Mi consejo sería un elevado aumento del salario mínimo federal y la reedición, adaptada al siglo XXI, del programa de la Gran Sociedad del presidente Johnson (1964). Ésta fue la última gran actuación gubernamental destinada a reducir la pobreza. Constituyó un gran éxito, pues consiguió que los que la padecían pasaran del 23% al 12% de la población.
Desde julio de 2009, el salario mínimo federal asciende a 7,25 dólares/hora. Un aumento a 15 dólares/hora en 2026, tal y como propone Biden en su programa electoral, mejoraría sustancialmente el poder adquisitivo de los trabajadores menos cualificados.
El programa la Nueva Gran Sociedad comportaría un gran aumento del gasto social, especialmente en educación, sanidad y asistencia a las familias más vulnerables. También ayudaría a reducir la desigualdad de oportunidades que caracteriza en la actualidad a la sociedad norteamericana.
En el terreno empresarial, debería eliminar los monopolios de los que gozan algunas de las grandes tecnológicas y dividirlas en partes, tal y como se hizo en 1911 con la Standard Oil. La segmentación no perjudicaría la innovación tecnológica, sino que la incentivaría al existir un mayor número de competidores y ninguno de ellos poseer un gran dominio del mercado.
Además, sería muy conveniente que favoreciera la progresiva sustitución de la industria del petróleo por la de las energías renovables y estimulara la creación de nuevas empresas fabricantes de productos sostenibles. También debería impulsar la realización de nuevas infraestructuras y la renovación de muchas de las actuales, pues la inversión pública en ellas durante los últimos 40 años ha sido mínima.
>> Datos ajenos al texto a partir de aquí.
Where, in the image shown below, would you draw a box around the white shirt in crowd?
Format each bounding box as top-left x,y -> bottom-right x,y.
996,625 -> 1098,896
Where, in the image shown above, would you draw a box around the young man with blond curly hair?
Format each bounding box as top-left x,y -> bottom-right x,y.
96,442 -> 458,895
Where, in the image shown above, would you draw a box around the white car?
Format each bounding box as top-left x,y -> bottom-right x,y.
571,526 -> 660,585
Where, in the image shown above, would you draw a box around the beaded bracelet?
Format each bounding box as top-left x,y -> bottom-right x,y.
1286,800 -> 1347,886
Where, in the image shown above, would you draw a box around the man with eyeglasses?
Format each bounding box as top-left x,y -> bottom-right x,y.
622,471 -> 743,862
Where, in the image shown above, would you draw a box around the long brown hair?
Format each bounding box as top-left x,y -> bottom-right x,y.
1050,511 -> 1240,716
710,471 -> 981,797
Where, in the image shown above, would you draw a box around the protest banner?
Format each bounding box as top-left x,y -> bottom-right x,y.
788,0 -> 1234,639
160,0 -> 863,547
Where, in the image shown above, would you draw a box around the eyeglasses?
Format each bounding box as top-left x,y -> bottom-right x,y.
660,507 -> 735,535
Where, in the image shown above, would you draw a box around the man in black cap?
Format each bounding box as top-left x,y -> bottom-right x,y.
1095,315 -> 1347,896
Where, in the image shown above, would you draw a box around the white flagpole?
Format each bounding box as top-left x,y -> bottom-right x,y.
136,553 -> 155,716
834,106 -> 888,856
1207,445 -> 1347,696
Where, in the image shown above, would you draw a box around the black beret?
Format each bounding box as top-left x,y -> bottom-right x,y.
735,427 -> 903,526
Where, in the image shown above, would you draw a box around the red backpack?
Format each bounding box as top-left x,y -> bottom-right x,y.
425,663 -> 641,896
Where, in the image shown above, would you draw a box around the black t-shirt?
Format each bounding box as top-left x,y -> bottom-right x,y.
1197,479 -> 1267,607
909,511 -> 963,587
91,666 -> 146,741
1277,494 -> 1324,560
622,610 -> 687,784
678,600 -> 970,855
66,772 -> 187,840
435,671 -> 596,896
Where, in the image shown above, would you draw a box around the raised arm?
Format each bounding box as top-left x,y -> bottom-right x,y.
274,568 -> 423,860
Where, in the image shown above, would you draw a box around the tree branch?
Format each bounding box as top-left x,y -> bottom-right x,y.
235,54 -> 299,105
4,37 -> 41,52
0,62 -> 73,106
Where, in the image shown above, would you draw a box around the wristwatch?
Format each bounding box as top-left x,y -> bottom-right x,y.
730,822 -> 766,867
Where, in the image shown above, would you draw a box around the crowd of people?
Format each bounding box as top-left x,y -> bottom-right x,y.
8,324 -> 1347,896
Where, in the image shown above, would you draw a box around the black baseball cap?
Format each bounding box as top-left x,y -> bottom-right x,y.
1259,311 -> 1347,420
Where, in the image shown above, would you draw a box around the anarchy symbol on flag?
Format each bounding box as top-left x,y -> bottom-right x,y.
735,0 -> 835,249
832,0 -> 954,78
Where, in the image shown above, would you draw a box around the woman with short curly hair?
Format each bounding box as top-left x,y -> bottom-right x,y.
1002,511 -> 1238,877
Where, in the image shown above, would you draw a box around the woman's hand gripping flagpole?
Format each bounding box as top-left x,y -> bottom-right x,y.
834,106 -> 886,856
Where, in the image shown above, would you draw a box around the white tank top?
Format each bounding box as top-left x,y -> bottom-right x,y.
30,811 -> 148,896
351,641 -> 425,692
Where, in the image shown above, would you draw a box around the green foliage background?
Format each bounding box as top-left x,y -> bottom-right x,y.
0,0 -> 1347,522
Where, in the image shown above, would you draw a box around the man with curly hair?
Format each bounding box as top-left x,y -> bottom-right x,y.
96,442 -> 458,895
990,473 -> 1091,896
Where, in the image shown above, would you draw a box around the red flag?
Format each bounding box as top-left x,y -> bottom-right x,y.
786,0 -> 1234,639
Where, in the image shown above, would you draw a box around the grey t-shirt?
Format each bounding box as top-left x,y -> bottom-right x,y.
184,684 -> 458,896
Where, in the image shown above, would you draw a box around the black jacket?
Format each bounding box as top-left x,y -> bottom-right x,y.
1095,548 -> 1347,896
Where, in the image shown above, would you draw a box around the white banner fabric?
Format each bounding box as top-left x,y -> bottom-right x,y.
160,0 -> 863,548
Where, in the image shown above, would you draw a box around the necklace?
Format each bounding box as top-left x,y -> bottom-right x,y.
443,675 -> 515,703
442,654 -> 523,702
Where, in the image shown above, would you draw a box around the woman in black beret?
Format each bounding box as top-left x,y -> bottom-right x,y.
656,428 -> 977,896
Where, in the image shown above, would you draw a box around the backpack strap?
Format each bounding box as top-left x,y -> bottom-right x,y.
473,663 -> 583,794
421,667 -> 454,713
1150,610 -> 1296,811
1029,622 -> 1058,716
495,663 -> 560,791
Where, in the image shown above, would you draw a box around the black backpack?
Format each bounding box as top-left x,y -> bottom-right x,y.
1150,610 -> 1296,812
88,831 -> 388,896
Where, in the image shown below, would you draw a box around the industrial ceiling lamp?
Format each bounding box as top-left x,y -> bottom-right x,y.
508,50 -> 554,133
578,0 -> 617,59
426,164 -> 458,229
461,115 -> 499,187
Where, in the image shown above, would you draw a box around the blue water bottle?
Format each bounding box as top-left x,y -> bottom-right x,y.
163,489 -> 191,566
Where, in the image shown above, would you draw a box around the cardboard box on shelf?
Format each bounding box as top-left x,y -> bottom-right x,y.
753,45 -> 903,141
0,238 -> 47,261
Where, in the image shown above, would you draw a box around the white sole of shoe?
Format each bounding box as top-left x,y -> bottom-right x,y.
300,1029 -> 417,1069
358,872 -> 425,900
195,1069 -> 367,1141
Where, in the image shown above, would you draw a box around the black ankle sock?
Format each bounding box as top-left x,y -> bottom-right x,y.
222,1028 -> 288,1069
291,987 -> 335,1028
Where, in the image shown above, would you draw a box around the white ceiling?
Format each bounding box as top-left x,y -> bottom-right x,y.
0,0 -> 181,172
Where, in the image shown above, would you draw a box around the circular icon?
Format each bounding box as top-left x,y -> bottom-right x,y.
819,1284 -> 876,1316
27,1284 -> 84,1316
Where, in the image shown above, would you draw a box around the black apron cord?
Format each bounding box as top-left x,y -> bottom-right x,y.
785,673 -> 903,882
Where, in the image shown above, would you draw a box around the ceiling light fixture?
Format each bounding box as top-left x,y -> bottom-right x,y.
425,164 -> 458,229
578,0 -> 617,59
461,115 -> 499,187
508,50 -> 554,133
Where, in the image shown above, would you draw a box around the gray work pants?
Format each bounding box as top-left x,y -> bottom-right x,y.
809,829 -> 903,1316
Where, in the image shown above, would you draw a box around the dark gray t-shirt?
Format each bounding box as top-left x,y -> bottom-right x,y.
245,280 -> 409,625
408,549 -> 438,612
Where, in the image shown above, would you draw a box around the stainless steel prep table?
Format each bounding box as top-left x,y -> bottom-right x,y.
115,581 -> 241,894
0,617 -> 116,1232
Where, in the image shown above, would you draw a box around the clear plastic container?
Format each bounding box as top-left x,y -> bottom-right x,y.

En definitiva, Biden debe decidir si quiere ser un presidente más o uno histórico. La mayoría pertenece a la primera clase y solo unos pocos como Roosevelt o Reagan a la segunda. Si opta por la última opción, tal y como se desprende de su programa, puede revertir el declive de EEUU, trasladar al baúl de los recuerdos al neoliberalismo y mejorar la vida de muchos de sus ciudadanos. No le será fácil de conseguir.